Santiago, Cuzco, Assunção, Basiléia e Lausanne. O que mais parece uma volta ao mundo é na verdade um passeio pelas ruas do Bela Suíça, bairro da Região Sul de Londrina. O nome, aliás, não poderia ser mais apropriado. A Suíça tem uma das melhores economias do mundo e ocupa o segundo lugar no ranking mundial de qualidade de vida. O Bela Suíça tem características semelhantes, com casas de alto padrão e uma tranquilidade de dar inveja aos moradores da região central da cidade.
Andar pelas ruas do bairro em um domingo à tarde e encontrar alguém na rua é missão praticamente impossível. O máximo que se vê é o carro da equipe de vigilância particular. Os muros altos escondem o luxo das construções, mas ''sobrevoando'' o bairro com a ajuda do programa de satélite Google Earth é possível identificar a riqueza do local. Achar uma casa sem piscina é tarefa das mais difíceis, já que o bairro possui terrenos grandes que possibilitam a construção de áreas de lazer.
O engenheiro civil Romeu Demattê, 62 anos, mora há 27 no Bela Suíça. Quando chegou ao bairro, só havia mais uma casa construída na região. Ele lembra que, desde o começo, foram erguidas casas de alto padrão. ''Não tinha terreno menor que mil metros quadrados. Aí não tem lógica comprar um espaço tão grande para construir uma casa pequena. É o mesmo que está acontecendo hoje com os condomínios fechados'', compara.
No Bela Suíça este paralelo faz todo sentido. O bairro tem uma espécie de reunião mensal de moradores - assim como em alguns condomínios - para discutir questões de segurança e outros interesses. O convívio com vizinhos também é muito restrito, característica que mudou com o crescimento do bairro. ''Antigamente o contato era maior, hoje só se encontra os vizinhos quando chega em casa. É muito raro'', conta Demattê.
Ao perguntar para os moradores do Bela Suíça quais as principais vantagens de morar no local, a resposta é unânime: tranquilidade. O estudante Guilherme Bernardi Paduan está há dez anos no bairro e garante que barulho e agitação não fazem parte da rotina dos moradores. ''Não passam quase carros, não tem bagunça na rua. É um clima calmo, de cidade pequena'', afirma.
Ari Célio dos Santos, 38 anos, trabalha como caseiro há seis anos em uma das mansões do bairro.
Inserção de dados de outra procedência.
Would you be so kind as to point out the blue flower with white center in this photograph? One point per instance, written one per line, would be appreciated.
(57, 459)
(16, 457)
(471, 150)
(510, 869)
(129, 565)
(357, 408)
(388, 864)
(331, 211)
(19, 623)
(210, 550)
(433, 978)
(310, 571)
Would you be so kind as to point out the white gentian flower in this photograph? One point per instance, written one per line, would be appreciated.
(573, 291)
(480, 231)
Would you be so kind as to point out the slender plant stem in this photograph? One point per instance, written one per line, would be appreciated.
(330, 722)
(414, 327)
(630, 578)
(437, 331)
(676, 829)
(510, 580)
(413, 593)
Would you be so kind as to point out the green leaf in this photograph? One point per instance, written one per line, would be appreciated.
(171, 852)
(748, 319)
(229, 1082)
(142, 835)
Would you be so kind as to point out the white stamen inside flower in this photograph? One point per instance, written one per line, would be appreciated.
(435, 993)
Pesando prós e contras, ele também cita o sossego como vantagem, além da localização privilegiada. ''A proximidade das avenidas Higienópolis e Madre Leônia faz com que tudo seja perto, com rápido acesso ao centro.''
Mesmo diante de tantos elogios, há quem não esteja tão satisfeito assim. O vendedor João Francisco dos Santos diz que tranquilidade é coisa do passado no bairro, e nem a instalação da 1 Companhia do 5º Batalhão de Polícia Militar de Londrina na região foi suficiente para conter a onda de assaltos. ''Em três meses, minha casa e a de outros cinco vizinhos foram assaltadas, uma delas dois dias seguidos. Mas não penso em mudar daqui, porque a violência está por todos os lados'', analisa.
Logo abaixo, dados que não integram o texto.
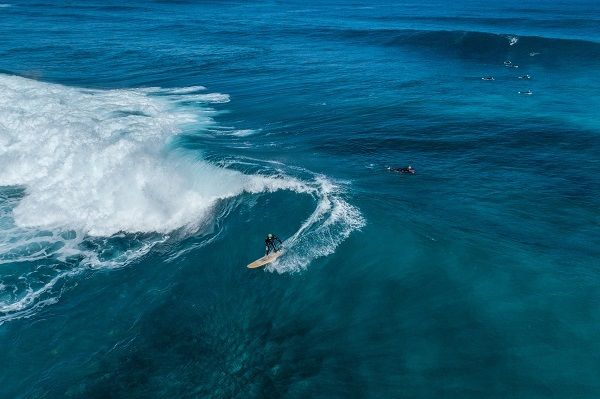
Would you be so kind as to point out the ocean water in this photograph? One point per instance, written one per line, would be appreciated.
(147, 147)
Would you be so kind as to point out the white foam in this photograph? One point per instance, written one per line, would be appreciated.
(330, 223)
(243, 132)
(94, 163)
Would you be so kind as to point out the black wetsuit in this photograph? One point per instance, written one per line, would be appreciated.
(270, 244)
(403, 170)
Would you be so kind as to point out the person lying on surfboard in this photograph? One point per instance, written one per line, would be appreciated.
(408, 169)
(270, 243)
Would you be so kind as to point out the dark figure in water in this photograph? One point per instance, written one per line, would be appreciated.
(270, 244)
(407, 169)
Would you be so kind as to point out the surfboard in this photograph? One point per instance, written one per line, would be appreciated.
(265, 260)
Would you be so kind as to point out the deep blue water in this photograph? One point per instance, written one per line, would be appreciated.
(146, 148)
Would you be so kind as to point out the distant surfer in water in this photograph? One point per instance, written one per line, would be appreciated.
(407, 169)
(270, 243)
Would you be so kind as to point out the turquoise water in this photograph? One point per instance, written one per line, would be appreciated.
(146, 148)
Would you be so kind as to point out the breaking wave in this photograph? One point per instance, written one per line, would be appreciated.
(93, 179)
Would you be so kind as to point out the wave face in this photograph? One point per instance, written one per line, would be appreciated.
(84, 168)
(475, 44)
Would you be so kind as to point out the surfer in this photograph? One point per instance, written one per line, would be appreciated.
(408, 169)
(270, 243)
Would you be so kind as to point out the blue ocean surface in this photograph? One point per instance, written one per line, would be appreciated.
(147, 148)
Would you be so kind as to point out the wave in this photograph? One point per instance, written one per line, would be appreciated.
(472, 44)
(94, 179)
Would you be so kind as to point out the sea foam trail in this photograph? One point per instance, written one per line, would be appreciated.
(81, 168)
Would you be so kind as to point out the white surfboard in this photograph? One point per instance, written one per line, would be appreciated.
(265, 260)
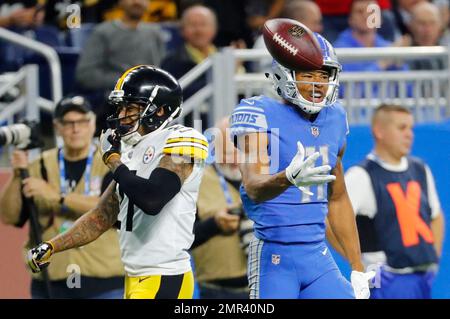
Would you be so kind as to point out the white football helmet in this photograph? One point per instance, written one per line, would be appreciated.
(285, 83)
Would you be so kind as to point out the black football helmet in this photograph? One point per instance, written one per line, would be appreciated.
(150, 87)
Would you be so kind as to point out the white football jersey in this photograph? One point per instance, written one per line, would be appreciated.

É bem provável que o vendedor esteja seduzido pela paisagem que o bairro oferece. Ele mora de frente para o Lago Igapó. ''É muito bom acordar e olhar o lago de manhã. Claro que já foi mais bem cuidado, mais limpo, e o mau cheiro do lago algumas vezes incomoda. Mas vale muito a pena morar de frente para o principal cartão postal da cidade''.